Of course they were quite used to
Nick’s method of joshing, and took all this
in good part. Had it been any one else he might
have been suspected of egotism; but they all knew
Nick, and what an effort it was to get him to do anything
requiring an effort; so that the joke was not lost.
“When you take to prodding us
to do things, water is going to run up-hill,”
was George’s way of heading him off.
“Well, fellows, there have been
a few things Nick knows how to do better than the
rest of the bunch, you must admit that,” Jack
remarked, dryly.
“’Course we do,”
grinned Josh. “F’r instance, he can
beat any bullfrog I ever set eyes on, makin’
a jump from a boat into the water.”
“And sure, he can give the rist
of us points on how to balance a boat by partin’
his hair exactly in the meddle,” Jimmy spoke
up.
“And there ain’t a living
soul in the same class with Nick when it comes to
stowing away grub. I’ve often sat and admired
him at it, until I just groaned in despair of ever
being able to copy after him. I ain’t built
the right way, boys, you see. My pockets won’t
stretch far enough.”
“Oh! keep it going, if it pleases
you, boys,” the good natured Nick observed;
“it don’t hurt me any more’n water
falling on a duck’s back.
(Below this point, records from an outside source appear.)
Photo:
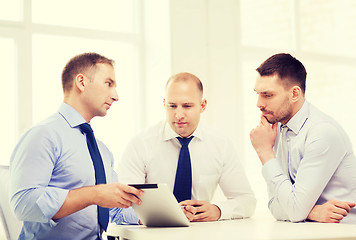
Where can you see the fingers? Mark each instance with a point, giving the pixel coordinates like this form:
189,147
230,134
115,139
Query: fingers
264,121
341,205
189,213
128,195
351,204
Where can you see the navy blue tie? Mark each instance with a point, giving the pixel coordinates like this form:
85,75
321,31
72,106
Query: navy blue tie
183,182
103,213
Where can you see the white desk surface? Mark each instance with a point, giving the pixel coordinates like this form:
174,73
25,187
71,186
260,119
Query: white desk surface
251,228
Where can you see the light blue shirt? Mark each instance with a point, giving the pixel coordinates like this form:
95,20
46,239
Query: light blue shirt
321,164
49,160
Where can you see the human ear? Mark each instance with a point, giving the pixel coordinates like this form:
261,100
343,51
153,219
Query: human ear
296,93
79,82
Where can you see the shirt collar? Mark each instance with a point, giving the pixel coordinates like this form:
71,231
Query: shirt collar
298,120
71,115
169,133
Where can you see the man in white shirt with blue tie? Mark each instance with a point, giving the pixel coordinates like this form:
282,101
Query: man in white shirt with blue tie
308,161
152,157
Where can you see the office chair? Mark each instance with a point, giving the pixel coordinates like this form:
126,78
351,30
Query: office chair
12,226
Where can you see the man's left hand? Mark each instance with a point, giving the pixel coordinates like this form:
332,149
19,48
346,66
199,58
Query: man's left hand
201,211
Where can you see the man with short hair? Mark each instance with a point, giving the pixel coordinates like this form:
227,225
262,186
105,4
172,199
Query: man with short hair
308,161
155,156
62,179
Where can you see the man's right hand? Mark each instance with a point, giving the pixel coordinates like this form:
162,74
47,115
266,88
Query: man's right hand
262,139
333,211
113,195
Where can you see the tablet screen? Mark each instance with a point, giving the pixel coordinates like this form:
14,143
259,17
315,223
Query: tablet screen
159,207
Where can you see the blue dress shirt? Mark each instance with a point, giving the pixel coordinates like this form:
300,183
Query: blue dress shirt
322,166
49,160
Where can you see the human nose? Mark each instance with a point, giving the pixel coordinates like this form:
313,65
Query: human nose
260,102
179,113
115,96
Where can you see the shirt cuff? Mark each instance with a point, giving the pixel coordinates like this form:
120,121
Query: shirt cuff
51,200
124,216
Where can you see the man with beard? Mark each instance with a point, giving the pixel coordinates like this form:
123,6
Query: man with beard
307,157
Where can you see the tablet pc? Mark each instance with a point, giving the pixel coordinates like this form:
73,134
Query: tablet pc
159,207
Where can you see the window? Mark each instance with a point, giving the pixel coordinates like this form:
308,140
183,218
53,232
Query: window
7,98
38,37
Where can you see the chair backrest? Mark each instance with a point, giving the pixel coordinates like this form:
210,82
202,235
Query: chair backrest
11,224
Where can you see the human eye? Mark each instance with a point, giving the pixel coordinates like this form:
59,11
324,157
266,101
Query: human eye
172,105
267,95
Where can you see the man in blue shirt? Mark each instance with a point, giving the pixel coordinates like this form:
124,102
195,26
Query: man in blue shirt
52,175
308,162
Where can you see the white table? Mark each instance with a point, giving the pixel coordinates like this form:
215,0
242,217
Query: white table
256,229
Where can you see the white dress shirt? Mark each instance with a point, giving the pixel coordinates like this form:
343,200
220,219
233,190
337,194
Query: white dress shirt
321,164
152,157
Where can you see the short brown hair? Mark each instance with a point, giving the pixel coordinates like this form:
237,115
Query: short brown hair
82,63
289,69
185,76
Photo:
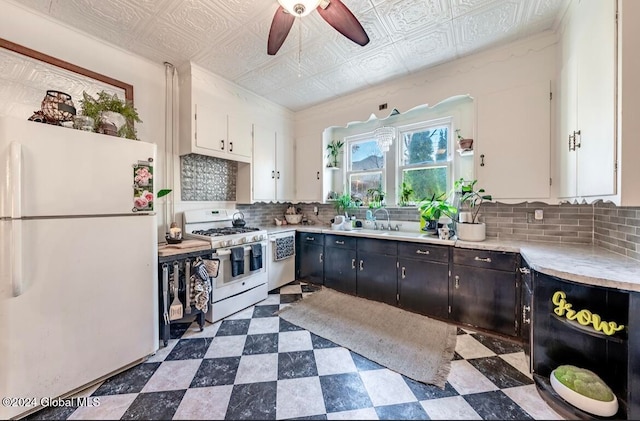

Josh as much
as admits that he’s just consumed by envy because
he can’t enjoy his food like I do. But
I’m used to being knocked around like a football.
George here has rolled all over me forty times, I
guess, since we’ve been shipmates. I’m
beginning to get calloused around my elbows and knees.
By the time this cruise is finished I’ll be
ready to hire out in a side show as the only and original
human punching bag.”
The stay in Charleston was covered
in two days, during which they managed to get around
pretty well, and see all that was worth while.
Besides, they had laid in all necessary stores, and
the gas supply was looked after.
On the third morning the Motor Boat
Club set out along the wide Stone River, which soon
narrowed, as all these southern rivers have a habit
of doing, a short distance from its mouth. Then,
by degrees, they passed through a tortuous channel,
that, being safely navigated, took them in turn to
another river, called the Wadmelaw.
Passing the lower stretches of the
swift running Edisto River, they managed to make the
northern shore of St. Helena Sound by the middle of
the afternoon; and an hour later determined to camp
there in the open, rather than enter the tortuous
watercourses leading to Beaufort.
An early start on the following day
gave them a chance to pass Beaufort before ten o’clock,
and then head for distant Savannah.
The course was intricate; but Jack
studied his chart closely; and besides, they discovered
that the channel was located by means of targets which
doubtless had been placed there by the steamboat company,
so that with any exercise of care they had little excuse
for going astray.
And as the last of Calibogue Sound
was left behind they managed to reach the wide Savannah
River, just as the sun was sinking in the west.